Boone, N.C. Richie Williams is accustomed to big days at Appalachian State. Just last season, he set an all-division NCAA record with 28 straight completions in a single game.
Yet none of that should compare to today, when he and the Mountaineers play host to Furman in a Division I-AA semifinal hours before he receives his diploma. The game starts at noon, and the graduation ceremony is scheduled for 6 p.m.
Of course, after 41â2 long years of balancing football and school work, he's ready to move on.
"I'm so tired of going to class, it's ridiculous," Williams said with a big smile. "Finally, that's all I can say."
He might not have to use that degree in graphic arts and imaging just yet. The 6-foot-3, 190-pound quarterback has gotten interest from NFL scouts for the diversity of his skills - he seems just as comfortable in the pocket as he does running the option.
This season, while leading Appalachian State (10-3) to the final four for only the third time, he has completed 65 percent of his passes for 2,622 yards and 20 touchdowns while rushing for a career-high 914 yards.
He threw for 159 yards and rushed for 34 in a 36-8 loss to Kansas University on Sept. 10 at Memorial Stadium.
Williams was at his best a week ago against Southern Illinois, completing 20-of-28 for 367 yards in a 38-24 victory. No wonder he has drawn comparisons to Texas quarterback Vince Young, a Heisman Trophy contender who has similar talents.
As far as Williams is concerned, there is no comparison.
"I wouldn't go that far, man," he said. "Vince Young, he's younger than me, but I look up to him. That's a great compliment, but I just wouldn't go that far."
His teammates might disagree.
"I learn a lot from Richie," said sophomore tailback Kevin Richardson, Appalachian State's leading rusher with 1,277 yards. "Last year, I just tried to do everything Richie did. You learn everything from him - how to be successful, how to be humble. He's the best."
Well, at least in one category of the record book, that is true. Williams was nearly perfect Oct. 9, 2004, when he finished 40-for-45 for 413 yards against Furman - yep, the same team the Mountaineers face today. Along the way, he was accurate on those 28 consecutive throws, beating the previous mark of 23 set by Tennessee's Tee Martin in 1998.
Williams would settle for far less impressive numbers this time - as long as Appalachian State advances.
"As far as his numbers, Richie couldn't care less," coach Jerry Moore said. "He's interested in winning. This is his third year to be voted a captain, and I think that tells you what the players think about him and how much they respect him."
The same goes for Moore, who is completing his 17th season at the school in the mountains of North Carolina. He brought the Mountaineers this far five years ago, when they traveled to Montana and lost in overtime.

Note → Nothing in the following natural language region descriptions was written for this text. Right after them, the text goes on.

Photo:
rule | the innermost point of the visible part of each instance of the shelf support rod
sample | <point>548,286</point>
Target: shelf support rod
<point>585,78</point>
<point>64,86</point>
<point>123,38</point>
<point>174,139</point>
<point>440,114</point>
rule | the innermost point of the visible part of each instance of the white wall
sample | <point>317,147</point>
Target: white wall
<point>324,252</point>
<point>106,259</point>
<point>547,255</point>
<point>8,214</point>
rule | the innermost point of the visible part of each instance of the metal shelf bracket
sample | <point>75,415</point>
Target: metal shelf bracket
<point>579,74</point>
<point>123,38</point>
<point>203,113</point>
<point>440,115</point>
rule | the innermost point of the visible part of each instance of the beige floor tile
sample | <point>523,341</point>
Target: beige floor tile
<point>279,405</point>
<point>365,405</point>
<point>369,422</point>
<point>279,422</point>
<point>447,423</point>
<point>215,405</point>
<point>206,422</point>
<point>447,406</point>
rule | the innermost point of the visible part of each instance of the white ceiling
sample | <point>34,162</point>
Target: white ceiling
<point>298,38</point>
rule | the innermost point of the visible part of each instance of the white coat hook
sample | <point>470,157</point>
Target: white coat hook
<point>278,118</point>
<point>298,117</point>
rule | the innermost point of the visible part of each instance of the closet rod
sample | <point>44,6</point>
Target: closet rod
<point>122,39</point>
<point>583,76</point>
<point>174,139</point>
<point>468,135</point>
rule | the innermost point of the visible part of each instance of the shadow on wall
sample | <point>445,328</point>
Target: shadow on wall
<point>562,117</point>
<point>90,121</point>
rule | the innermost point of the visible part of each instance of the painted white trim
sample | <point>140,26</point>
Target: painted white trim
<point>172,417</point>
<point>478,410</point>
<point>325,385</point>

The only other trip to the semifinals came under coach Sparky Woods in 1987, a run that ended with a home loss to Marshall.
But that lack of a championship has done nothing to quell fan support, which always has been there for the program. During the regular season, Appalachian State averaged a crowd of more than 23,000 in a facility that has 16,000 actual seats.
It certainly helps that the opponent is a rival from the Southern Conference. Furman is the only visiting team with more than one appearance at Kidd Brewer Stadium that has a winning record (8-7).
The past six games in the series have been decided by a total of 15 points, including a 34-31 victory at home earlier this season for the Paladins. As is befitting in this rivalry, that one wasn't decided until Appalachian State had a field goal blocked on the final play.
And that's hardly the most exciting recent finish. Three years ago, Furman quarterback Billy Napier threw a touchdown pass with seven seconds left to give his team a 15-14 lead before coach Bobby Lamb opted to go for two and a three-point lead.
Napier's pass in the flat was intercepted by Josh Jeffries at the four, and he quickly pitched the ball back to speedier teammate Derrick Black. With a host of blockers, Black made it to the end zone virtually untouched, giving Appalachian State two points and a 16-15 victory.
The improbable comeback was dubbed "The Miracle on the Mountain," and an entire page in the Mountaineers' media guide is devoted to it. Williams and his teammates would like nothing better than to add another page with a victory today.
"It's been a wild ride," Williams said. "It's like someone is writing a story for us, and you couldn't have scripted it any better."